Nos enfants/L’Écurie de Roger
L’ÉCURIE DE ROGER
C’est un grand souci qu’une écurie. Le cheval est un animal délicat, qui exige mille soins. Demandez plutôt à Roger.
En ce moment il panse son bel alezan, qui serait la perle des chevaux de bois, la fleur des haras de la Forêt-Noire, s’il n’avait perdu la moitié de sa queue à la bataille. C’est pour Roger une question de savoir si les queues des chevaux de bois repoussent.
Après les avoir pansés en idée, Roger donne à ses chevaux une avoine imaginaire. C’est ainsi qu’il convient de nourrir ces menus fantômes de bois qui promènent les petits garçons à travers le pays des rêves.
Voilà Roger parti pour la promenade. Il a monté son cheval. Bien que la pauvre bête n’ait plus d’oreilles et que sa crinière ressemble à un vieux peigne ébréché, Roger l’aime. Pourquoi ? On ne saurait le dire. Ce cheval rouge, c’est le cadeau d’un pauvre homme. Et peut-être y a-t-il dans les présents des pauvres une grâce secrète. Souvenez-vous du Dieu qui bénit l’offrande de la veuve.
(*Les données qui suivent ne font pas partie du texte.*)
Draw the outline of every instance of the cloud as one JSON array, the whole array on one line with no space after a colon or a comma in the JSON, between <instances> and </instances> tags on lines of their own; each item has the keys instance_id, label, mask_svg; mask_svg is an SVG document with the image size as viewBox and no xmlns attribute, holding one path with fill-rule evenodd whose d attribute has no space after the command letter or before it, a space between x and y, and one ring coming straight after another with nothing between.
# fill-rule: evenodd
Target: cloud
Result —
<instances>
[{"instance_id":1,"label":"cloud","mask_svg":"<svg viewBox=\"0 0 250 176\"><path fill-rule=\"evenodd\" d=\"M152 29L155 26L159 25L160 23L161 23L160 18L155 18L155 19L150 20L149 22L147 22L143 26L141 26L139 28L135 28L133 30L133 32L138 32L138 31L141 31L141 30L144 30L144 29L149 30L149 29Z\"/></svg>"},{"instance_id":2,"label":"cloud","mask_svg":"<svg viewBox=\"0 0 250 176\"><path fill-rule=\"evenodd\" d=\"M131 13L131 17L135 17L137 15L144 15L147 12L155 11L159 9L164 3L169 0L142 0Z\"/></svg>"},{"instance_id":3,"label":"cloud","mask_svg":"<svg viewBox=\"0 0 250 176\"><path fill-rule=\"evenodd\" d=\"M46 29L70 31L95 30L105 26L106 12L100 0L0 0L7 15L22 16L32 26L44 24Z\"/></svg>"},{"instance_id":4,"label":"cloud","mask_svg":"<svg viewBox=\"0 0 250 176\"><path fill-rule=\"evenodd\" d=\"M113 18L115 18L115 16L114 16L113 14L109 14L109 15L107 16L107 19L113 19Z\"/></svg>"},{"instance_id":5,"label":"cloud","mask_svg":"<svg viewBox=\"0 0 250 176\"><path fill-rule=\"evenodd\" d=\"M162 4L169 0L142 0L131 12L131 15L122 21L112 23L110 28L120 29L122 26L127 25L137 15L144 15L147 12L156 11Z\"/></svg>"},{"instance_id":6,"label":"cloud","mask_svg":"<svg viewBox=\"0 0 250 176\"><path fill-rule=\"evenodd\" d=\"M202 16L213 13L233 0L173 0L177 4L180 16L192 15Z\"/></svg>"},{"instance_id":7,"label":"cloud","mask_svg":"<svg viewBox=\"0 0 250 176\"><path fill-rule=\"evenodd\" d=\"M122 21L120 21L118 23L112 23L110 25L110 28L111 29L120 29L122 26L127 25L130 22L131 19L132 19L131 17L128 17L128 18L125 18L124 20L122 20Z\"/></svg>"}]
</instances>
Roger est parti. Il est bien loin. Les fleurs du tapis lui semblent les fleurs des tropiques. Bon voyage, petit Roger ! Puisse votre dada vous conduire heureusement par le monde ! Puissiez-vous n’en avoir jamais de plus dangereux ! Petits et grands, nous chevauchons tous le nôtre ! Qui n’a pas son dada ?
Les dadas des hommes courent comme des fous sur tous les chemins de la vie ; l’un vole à la gloire, l’autre au plaisir ; beaucoup sautent dans les précipices et cassent les reins à leur cavalier. Je vous souhaite, petit Roger, d’enfourcher, quand vous serez grand, deux dadas qui vous mèneront toujours dans le droit chemin : l’un est vif, l’autre est doux ; ils sont beaux tous deux : l’un se nomme Courage et l’autre Bonté.